# diy bonterra or beesource plans?



## Dave A.

I think he'd like the plans. I sure do.


----------



## Ambassador

I purchased the Bonterra plans and they are top notch. Great drawings with clear directions. Bonterra hives are what I would call "furniture quality" and are designed to look great in your home. Most of the other plans available for free on the net don't have the finish and polish.


----------



## Michael Bush

The Beesource plan has two major flaws, in my opinion. The way the glass slides in a groove makes it almost impossible to open once it's been thoroughly propolized and the space between the glass should be between 1 3/4" and 1 7/8". It shows 1 5/8". 1 5/8" works only if the bees are drawing the comb in the observation hive. When you need to borrow a comb from an existing hive, it's just too narrow. if you put a frame in and the bees can't get between the glass and the comb, the wax moths and small hive beetles will take advantage. i have not seen the Bonterra plans so I have no opinion on them.

I keep meaning to do some simple plans (not fancy cabinet work) for one, and maybe I'll get to that sometime soon.


----------



## bevy's honeybees

Thanks everyone. Bonterra it is.


----------



## zookeeper

I made an ob hive from plans off of Honey Run Apiaries' web site. I cut it down to five medium frames though, instead of the eight in his plans. It's pretty easy....I had most of the scrap wood laying around already. http://www.honeyrunapiaries.com/beekeeping/plans/ Have fun!


----------



## Michael Bush

>I made an ob hive from plans off of Honey Run Apiaries' web site...

I agree I would have cut it down as well. Eight would be too awkward for me to haul outside. Five is nice. Four is about minimum and that's what most of mine are. The distance between the glass is perfect. I don't get from the plans what holds the glass though. And the photos seem to be missing on that page, so I can't judge very well from them. Is it grooved for the glass like the Beesource one?


----------



## zookeeper

If I could do it again, I would cut it down to four. Five is just a little too heavy, because we have it hung up high so the pets can't bump into it.

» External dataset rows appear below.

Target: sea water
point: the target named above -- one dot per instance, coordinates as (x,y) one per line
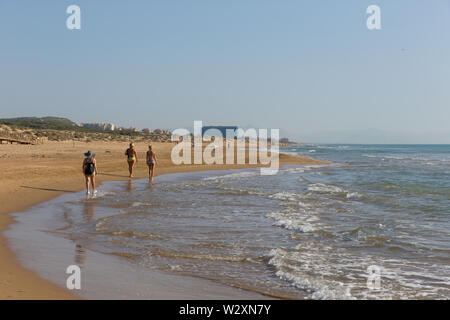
(372,224)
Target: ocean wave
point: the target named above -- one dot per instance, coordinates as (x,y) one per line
(238,175)
(295,221)
(327,188)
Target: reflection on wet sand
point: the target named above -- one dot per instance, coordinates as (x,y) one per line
(88,214)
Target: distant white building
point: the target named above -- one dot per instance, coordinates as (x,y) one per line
(99,126)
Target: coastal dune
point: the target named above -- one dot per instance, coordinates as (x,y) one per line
(33,174)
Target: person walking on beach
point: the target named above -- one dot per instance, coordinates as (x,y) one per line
(90,170)
(131,158)
(151,162)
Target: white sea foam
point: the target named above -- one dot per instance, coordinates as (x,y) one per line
(295,221)
(322,187)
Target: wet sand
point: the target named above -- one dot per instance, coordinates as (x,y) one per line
(34,174)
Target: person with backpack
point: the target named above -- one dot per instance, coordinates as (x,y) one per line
(90,170)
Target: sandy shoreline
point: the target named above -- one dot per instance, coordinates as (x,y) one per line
(34,174)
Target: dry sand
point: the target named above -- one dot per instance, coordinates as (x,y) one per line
(33,174)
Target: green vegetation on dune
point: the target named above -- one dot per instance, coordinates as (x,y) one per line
(52,123)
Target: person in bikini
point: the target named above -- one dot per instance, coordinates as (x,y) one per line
(90,170)
(131,158)
(151,162)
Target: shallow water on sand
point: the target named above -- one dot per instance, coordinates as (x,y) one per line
(321,232)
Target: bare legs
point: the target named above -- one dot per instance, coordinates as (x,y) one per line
(92,178)
(130,168)
(150,172)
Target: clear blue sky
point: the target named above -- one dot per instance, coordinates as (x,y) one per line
(311,68)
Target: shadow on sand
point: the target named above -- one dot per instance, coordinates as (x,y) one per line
(47,189)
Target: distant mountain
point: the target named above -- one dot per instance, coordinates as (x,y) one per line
(53,123)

As far as the window, yes the boards are grooved for the glass. Page 5 of the plans show an end view of the side rails, but maybe those are the photos you weren't able to see? I used 3/16" glass instead of the 1/8" called for in the plans (again, pets!) but the rest is the same. If I were to do it again though, I'd do away with the center rail. On a four or five frame hive, it's not really a support--it's more of an obstruction.


----------